The U.S. approved more than 5,000 requests by men to bring child or adolescent brides into the country over the past decade, enabling forced child marriages.
U.S. immigration authorities approved 5,556 requests from older men to bring child or adolescent wives to the U.S., and approved 2,926 requests from young girls to bring their older husbands to the U.S. between the budget years of 2007 and 2017. The data also revealed 4,749 minor spouses or fiancees had received U.S. green cards in that time period.
The highest percentage of requests came from Middle Eastern nationals, with the majority of requests coming from Mexico, followed by Pakistan, Jordan, the Dominican Republic and Yemen.
The requests and their approvals were apparently legal, according to government data obtained by The Associate Press, due to the fact that the Immigration and Nationality Act does not limit the age of spouses. U.S. Citizenship and Immigration Services also approves or denies requests based on whether the marriage is legal in the home country and the state of the applicant.

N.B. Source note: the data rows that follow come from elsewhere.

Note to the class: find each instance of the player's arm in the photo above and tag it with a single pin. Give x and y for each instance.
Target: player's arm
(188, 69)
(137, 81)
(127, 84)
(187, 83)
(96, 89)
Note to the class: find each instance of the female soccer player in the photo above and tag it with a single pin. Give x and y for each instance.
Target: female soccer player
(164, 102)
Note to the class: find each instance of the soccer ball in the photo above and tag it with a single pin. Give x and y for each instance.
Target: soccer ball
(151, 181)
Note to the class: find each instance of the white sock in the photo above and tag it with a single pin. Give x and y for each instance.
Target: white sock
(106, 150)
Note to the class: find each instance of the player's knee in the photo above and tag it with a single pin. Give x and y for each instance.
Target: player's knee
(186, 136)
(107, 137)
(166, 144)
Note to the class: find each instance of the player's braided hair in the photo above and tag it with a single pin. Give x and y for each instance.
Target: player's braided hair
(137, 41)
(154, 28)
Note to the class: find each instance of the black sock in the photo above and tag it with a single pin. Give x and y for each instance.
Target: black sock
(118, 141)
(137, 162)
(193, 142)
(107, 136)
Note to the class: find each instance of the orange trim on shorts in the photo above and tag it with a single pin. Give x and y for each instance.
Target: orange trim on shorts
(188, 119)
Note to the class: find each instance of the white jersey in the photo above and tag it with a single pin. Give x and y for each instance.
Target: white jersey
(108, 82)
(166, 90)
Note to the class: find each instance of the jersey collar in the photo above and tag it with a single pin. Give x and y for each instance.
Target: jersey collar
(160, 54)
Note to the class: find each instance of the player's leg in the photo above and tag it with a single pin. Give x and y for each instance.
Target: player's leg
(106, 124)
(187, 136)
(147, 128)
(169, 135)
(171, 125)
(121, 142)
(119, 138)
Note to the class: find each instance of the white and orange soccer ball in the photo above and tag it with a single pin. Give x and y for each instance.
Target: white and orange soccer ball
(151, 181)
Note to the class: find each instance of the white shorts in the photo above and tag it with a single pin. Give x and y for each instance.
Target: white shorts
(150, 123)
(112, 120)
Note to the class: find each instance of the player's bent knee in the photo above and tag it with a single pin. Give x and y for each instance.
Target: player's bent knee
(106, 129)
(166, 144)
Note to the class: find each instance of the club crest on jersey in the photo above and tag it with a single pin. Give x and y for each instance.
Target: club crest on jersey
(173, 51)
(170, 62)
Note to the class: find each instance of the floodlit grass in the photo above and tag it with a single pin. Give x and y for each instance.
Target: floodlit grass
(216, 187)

Republican Wisconsin Sen. Ron Johnson, chairman of the Senate Homeland Security Committee, said the approvals highlight a legal loophole in which, contrary to U.S. policy on child marriage, U.S. immigration services enable the marriages of girls as young as 15 to men as old as 49.

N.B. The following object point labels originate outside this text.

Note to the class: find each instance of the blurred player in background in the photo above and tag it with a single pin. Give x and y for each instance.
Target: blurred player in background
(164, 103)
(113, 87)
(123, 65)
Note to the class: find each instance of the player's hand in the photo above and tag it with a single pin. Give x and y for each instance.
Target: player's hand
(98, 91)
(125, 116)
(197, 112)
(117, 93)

“It indicates a problem. It indicates a loophole that we need to close,” Johnson told the AP.
In the cases where adolescent girls applied for their older husbands to come over, immigration officials fear they are being forced to do so and used to gain citizenship for the men who married them.
Such was the case with Naila Amin, a dual citizen of Pakistan and the U.S., whose parents arranged for her engagement to a Pakistani man in his 20s when she was just 8 years old. Her parents reportedly flew her to Pakistan when she was 13 to be married to the man, then flew her back to the U.S. and forced her to apply for her husband to come to the U.S.
Amin, who endured beatings and sexual assault from the man, said she was “a lottery ticket” for the man’s citizenship.
“People die to come to America. I was a passport to him. They all wanted him here, and that was the way to do it,” Amin told AP.
Amin ran away from her family, and the petition for the man who she was forced to marry fell through. She since reconciled with her family, but she spent years in and out of foster care before she could rebuild her life. Amin said she has a hard time understanding how her situation did not alarm immigration officials.
“I was a child. I want to know: Why weren’t any red flags raised? Whoever was processing this application, they don’t look at it? They don’t think?” Amin said.
Johnson and then-Democratic Missouri Sen. Claire McCaskill requested data on child marriage in several states in 2017, in lieu of national data on the issue. Fraidy Reiss, head of anti-child-marriage group Unchained at Last, gathered data for her home state of New Jersey in response to their request. She found approximately 4,000 minors were legally married in New Jersey from 1995 to 2012, 178 of whom were younger than 15.
“This is a problem both domestically and in terms of immigration,” Reiss said.
While several states allow for minors to be married with parental consent, Reiss said the children in those marriages are often coerced and then subjected to physical and sexual abuse by their spouses.
“They are subjected to a lifetime of domestic servitude and rape. And the government is not only complicit; they’re stamping this and saying: Go ahead,” Reiss added.
Members of the Senate Homeland Security Committee echoed Reiss’s appraisal of the situation.
“Our immigration system may unintentionally shield the abuse of women and children,” the senators wrote in a letter.
USCIS head L. Francis Cissna said in a letter to the committee their agency has begun discussing solutions to the issue after reviewing the data. In the meantime, USCIS developed a system that flags applicants for minors and requires officials to verify their birth date.